As of January 1, 2020, the directors of DAS and OBM have taken the initial steps in reviewing state agencies’ functions with an emphasis on facilities utilization, laboratory testing facility consolidation and field or regional office operation consolidation. It is important to continue this review internally and maintain the goal of administrative and operational cost effectiveness. 

For this reason, Representative Bill Roemer (R-Richfield) and I introduced House Bill 115 that will further examine and reduce regulatory restrictions within certain agencies. House Bill 115 is companion legislation to Senate Bill 1 sponsored by Senators Rob McColley (R-Napoleon) and Kristina Roegner (R-Hudson). This legislation will require state agencies to reduce regulatory restrictions by 30 percent across the board by 2022. If a state agency is not able to meet this goal, then for every new regulation they propose to add, two must be removed. 

If this legislation is enacted, the Joint Committee on Agency Rule Review (JCARR) will be responsible for gathering information from the agencies and producing a report to send to the members of the General Assembly. This report will include recommendations to the General Assembly in order to work with the agencies so they can meet their regulation reduction goals. 

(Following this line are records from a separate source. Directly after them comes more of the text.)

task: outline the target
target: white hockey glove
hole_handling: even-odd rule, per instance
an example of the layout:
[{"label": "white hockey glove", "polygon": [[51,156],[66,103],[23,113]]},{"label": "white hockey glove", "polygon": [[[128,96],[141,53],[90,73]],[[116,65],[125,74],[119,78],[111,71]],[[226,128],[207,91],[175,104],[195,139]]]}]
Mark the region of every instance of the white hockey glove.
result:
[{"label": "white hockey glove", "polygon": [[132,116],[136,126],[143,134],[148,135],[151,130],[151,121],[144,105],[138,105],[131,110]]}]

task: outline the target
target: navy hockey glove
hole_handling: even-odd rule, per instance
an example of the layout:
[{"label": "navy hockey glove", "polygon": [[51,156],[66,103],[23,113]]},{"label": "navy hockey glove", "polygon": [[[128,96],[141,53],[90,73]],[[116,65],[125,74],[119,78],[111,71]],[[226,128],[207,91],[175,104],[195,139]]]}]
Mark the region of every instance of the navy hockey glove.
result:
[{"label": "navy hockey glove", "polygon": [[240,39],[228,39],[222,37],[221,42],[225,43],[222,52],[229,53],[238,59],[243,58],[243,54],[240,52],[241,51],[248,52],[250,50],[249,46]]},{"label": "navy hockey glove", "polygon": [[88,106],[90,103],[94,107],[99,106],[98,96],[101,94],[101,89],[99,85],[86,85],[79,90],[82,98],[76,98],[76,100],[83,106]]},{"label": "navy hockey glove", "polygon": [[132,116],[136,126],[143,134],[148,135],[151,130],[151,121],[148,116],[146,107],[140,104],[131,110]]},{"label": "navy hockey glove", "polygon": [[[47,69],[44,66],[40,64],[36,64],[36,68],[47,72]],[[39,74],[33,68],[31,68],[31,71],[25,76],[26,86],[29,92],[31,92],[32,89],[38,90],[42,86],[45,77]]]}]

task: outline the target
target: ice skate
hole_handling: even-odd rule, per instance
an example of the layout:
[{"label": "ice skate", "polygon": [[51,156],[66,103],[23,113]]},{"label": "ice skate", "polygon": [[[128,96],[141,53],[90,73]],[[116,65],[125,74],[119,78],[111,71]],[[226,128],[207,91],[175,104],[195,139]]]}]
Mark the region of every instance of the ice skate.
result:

It is vital to create a state that thrives on empowering our local and family businesses rather than trying to hinder them based off dated standards from state agencies adopted over a long period of time. These restrictions lead to high compliance costs that hurt business owners, including those in our rural areas within the northwest region of the state. 

Ohio is too far above the average of state regulatory restrictions and this can be rectified by implementing further reform that will increase competition with neighboring states. Ohio should be paving the way for more individuals and businesses to prosper. By reducing these burdensome regulations, Ohio will create an environment that is more business-friendly, giving more of our businesses the freedom to expand economically and create jobs within our communities. 

I believe that House Bill 115 and Senate Bill 1 reform is necessary to bring Ohio’s over 246,000 regulatory restrictions down to a level that positively helps the businesses within the state. I will continue to advocate for common sense initiatives that will limit governmental overreach into our lives. 

Editor’s note: Craig Riedel represents Ohio’s 82nd House District.